Re: non-ascii headers


% Now, since I have my flameproof suit on already, let me suggest in very 
% general terms that we might think about patching a kludge onto mnemonic 
% in the hope of making this problem go away.  Note that is "make go away" 
% not "solve"--I think the gist of both Ran's and my comments is that 
% there isn't going to be a neat solution.  We ask Keld to think about an 
% escape convention that would permit, within mnemonic, representing a 
% character by a notational pair consisting of 
%     { character-set-designation, code point }
% The set of "character-set-designation"s would be equivalent to the 
% candidates for "character set" in a separate header or a content-type 
% text subfield or...
        
%   As an even more obnoxious variation, one could provide for 2022-like 
% shifting in and out of this mode, designating the character set as part 
% of the shifting activity.  At that point, by a little more magic and 
% handwaving, we could say "the following types of header fields are in 
% mnemonic when RFC-XXX is in use" and treat quoted-printable as a subset
% of mnemonic.  That really cleans up the inter-header referencing mess. 
        
%   Now, these paired values have no mnemonic significance at all.   Too
% bad.
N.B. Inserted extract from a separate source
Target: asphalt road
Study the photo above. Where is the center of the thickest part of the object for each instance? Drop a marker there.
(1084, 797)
But it is possible to designate *anything* at the simple cost of
% finding it in some standardized or registered character set, or by
% dashing off to ECMA to register another one. 
        
% These are terrible kludges.  Maybe they let us get on with our lives.
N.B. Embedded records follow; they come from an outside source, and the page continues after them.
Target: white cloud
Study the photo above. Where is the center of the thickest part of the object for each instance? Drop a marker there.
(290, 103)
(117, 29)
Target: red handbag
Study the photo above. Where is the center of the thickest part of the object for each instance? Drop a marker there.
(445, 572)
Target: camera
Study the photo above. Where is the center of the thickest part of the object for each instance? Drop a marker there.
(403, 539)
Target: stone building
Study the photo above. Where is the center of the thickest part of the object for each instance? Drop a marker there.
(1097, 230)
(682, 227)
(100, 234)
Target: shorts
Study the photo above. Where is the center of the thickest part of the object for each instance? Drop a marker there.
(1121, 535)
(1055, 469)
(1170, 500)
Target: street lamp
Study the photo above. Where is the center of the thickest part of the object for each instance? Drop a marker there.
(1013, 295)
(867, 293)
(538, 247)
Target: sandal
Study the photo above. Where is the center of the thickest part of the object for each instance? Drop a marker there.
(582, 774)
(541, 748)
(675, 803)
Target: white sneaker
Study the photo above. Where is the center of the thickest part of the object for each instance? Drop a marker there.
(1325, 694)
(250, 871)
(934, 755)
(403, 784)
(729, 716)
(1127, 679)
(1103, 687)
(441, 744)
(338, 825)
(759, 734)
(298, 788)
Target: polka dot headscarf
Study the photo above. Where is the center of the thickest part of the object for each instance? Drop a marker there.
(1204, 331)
  I think that John has done a good job of summarising the problem and
directing focus towards a solution.

  Here are some (hopefully constructive) solution-oriented observations.
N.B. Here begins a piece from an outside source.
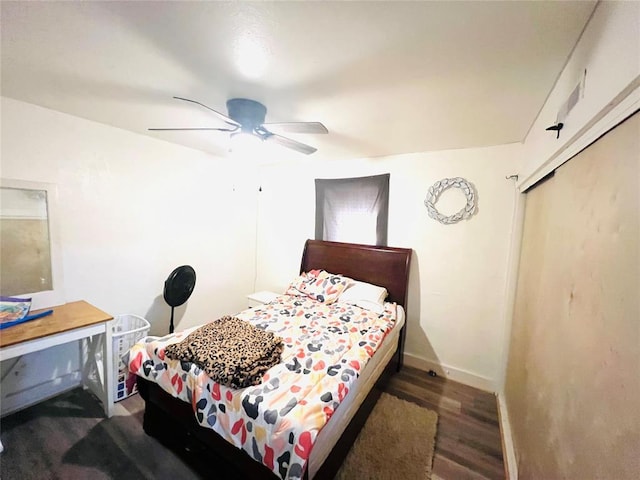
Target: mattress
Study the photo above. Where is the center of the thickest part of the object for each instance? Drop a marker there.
(332, 431)
(333, 355)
  1. Mnemonic encoding is really useful for some language sets.
  2. Some (many ?) Japanese users are commonly using ISO 2022-derived
        schemes already and would like to be able to continue using them.
  3. Mnemonic does not work well for ideogrammatic languages.
  4. BASE64 encoding of some 8/16/32-bit character set is probably
        more useful than mnemonic for ideogrammatic languages.

  So, I suggest that however the extended width (i.e. non-US ASCII)
header text is to be handled, that we devise a mechanism for
permitting at least BASE64 encoding and Mnemonic encoding.  There are
probably a lot of ways that this could be done.

  Perhaps some denotation could be made in one of the header fields 
(it could be its own header, I'm not religious on such matters :-)
as to what encoding scheme has been applied to the headers.  This would
permit both BASE64 and mnemonic and any future wonderful better
approaches that might arrive.  Let the default value be "no encoding"
(i.e. US ASCII plain text) for backwards compatibility.

  This also has the virtue of helping the user to know that something
has been mnemonically encoded even if he's never heard of the RFCs.
If the user has a clue as to what is going on, there is a better
chance for figuring out how to deal with whatever is there.

  Additionally, the Japanese users could also use ISO 2022 if they feel the
need by defining locally some identifier for their use of ISO 2022
mechanisms (without that identifier or mechanism being something that
RFC-XXXX needs to define or address).

  Finally, this mechanism could probably be shared with whatever
mechanism is going to be used to mark the encoding of non-7-bit
headers in mail transported via Extended SMTP.  There has to be
linkage between Extended SMTP and RFC-XXXX in how things are encoded
in the SMTP envelope header fields when anything but 7-bit US ASCII
are used.

  Many (all ?) of these ideas are not new.  The key thing is that I
really want to avoid making "mnemonic" the default or only value used
in any extended header or extended text mail body so that we are
even-handed linguistically towards all users in the mechanisms that we
standardise.

Regards,

  Ran
  atkinson(_at_)itd(_dot_)nrl(_dot_)navy(_dot_)mil